Algorithm tuners for PSO methods and genetic programming techniques for learning tuning rules

In recent years, improvements in processing power have allowed the application of optimization methods to complicated large optimization problems. Among these methods, heuristic optimization techniques such as particle swarm optimization (PSO) have been a particular focus of attention because of their simplicity, performance, and easy software implementation.

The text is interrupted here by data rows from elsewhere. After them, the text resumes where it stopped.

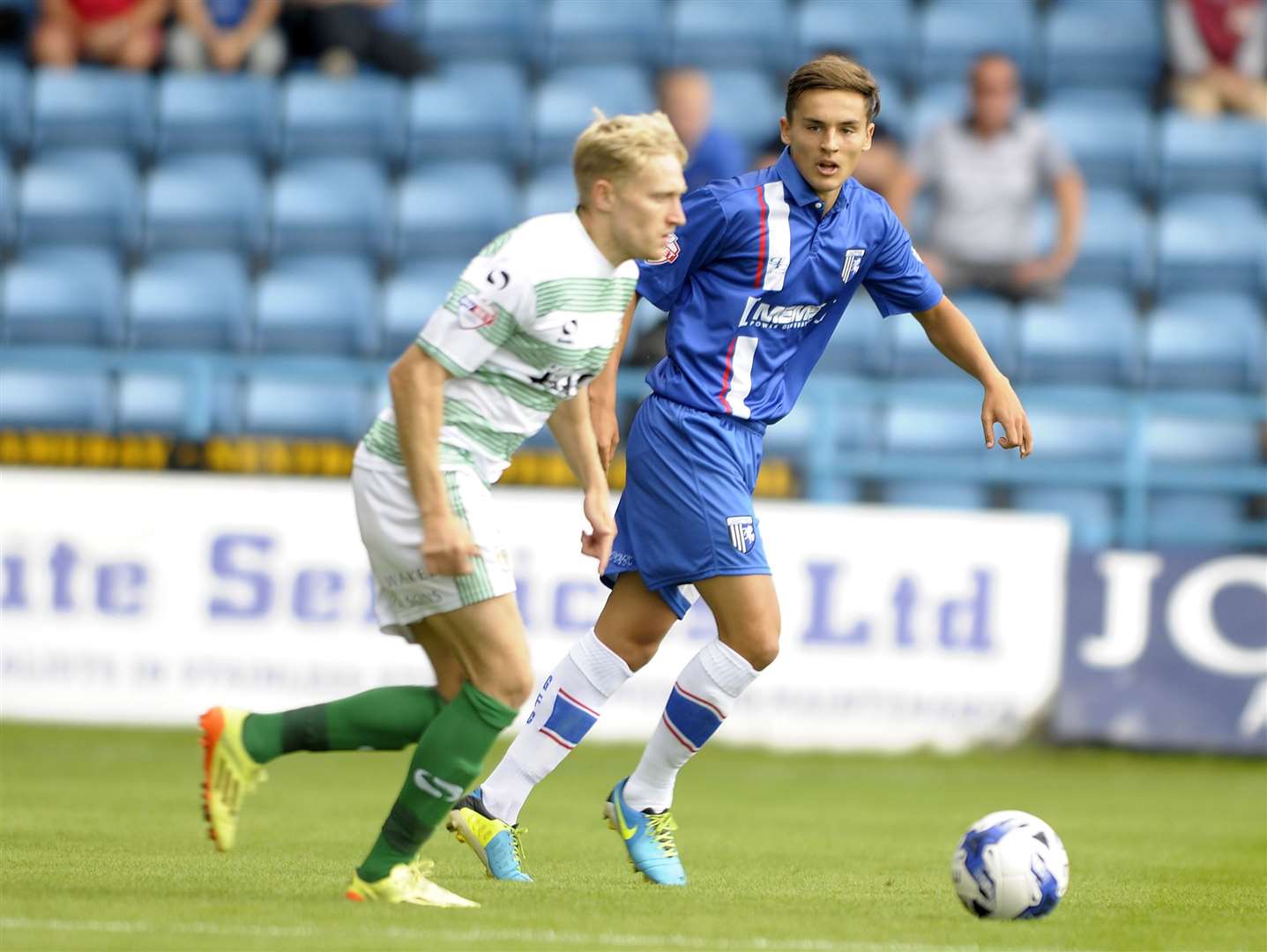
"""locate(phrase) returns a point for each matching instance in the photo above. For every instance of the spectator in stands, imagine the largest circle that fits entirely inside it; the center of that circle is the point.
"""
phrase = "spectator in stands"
(1219, 56)
(988, 171)
(341, 33)
(226, 34)
(686, 98)
(122, 33)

However, there is no solid theoretical foundation for analyzing the convergence of these algorithms, and in practice, their rate of convergence is often determined by the choice of parameters. For this reason, the algorithm's parameters must be tuned appropriately for each new optimization problem we want to solve, and in some cases the parameters must be varied as the algorithm is updated. In this paper, we combine a feedback element as an algorithm tuner with an original algorithm; the resulting algorithm is applied to the optimization problem in question, and we use genetic programming (GP) to generate tuning rules to automatically tune the algorithm, according to its current state, as the algorithm is updated. More specifically, we adopt PSO as a heuristic optimization method, and we augment PSO by using GP as a meta-algorithm to solve the learning problem of automatically generating tuning rules for the parameters in the PSO algorithm. This leads to the proposed method for generating parameter tuning rules to solve optimization problems more efficiently.